Katya Ida Coelho (born 13 August 1999) is an Indian professional windsurfer who is currently India's only Women iQFoiler and the first Indian to win an IQFoil Medal at the International Windsurfing Cup in July 2022 in Pattaya, Thailand.

== Early and personal life ==
Katya Ida Coelho was born on 13 August 1999, to a former national windsurfing champion of India Donald Coelho, who also introduced windsurfing in Goa at The Goa Beach Sports Academy (GBSA) in association with the Water & Beach Sports Promotion Forum. Her brother Dayne Edgar Agnelo Coelho is also a windsurfing champion. Together they are called Coelho siblings.

== Career ==
Coelho started windsurfing at the age of 11 and went on to compete in the 2014 Summer Youth Olympics at the age of 14.
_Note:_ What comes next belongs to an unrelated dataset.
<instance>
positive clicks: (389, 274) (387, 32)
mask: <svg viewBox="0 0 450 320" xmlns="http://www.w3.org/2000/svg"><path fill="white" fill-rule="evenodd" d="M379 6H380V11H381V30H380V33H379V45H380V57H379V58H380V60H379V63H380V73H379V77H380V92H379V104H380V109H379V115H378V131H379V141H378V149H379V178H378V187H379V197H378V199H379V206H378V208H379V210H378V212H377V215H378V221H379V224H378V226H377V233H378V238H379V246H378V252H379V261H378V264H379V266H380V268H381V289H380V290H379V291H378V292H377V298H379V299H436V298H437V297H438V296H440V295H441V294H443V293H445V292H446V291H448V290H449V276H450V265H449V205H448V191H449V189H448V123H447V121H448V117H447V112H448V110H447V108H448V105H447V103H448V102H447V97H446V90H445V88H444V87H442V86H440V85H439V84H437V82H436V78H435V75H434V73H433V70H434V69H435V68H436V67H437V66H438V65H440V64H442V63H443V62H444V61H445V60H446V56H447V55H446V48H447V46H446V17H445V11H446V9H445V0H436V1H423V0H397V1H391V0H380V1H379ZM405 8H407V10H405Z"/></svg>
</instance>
In addition to her achievements, Coelho also had the honor of representing India at the 2018 Asian Games Mixed RS:One event. She formed a team with her brother, Dayne Edgar Agnelo Coelho, and together they competed as Team India.

In July 2022, Coelho represented India at the International Windsurfing Cup in Pattaya, Thailand. She secured second place, making her the first Indian to win an IQFoil Medal.

==Awards==
Coelho has won 10 national gold medals and 2 bronze medals at the Asian Open Championship in Techno 2015.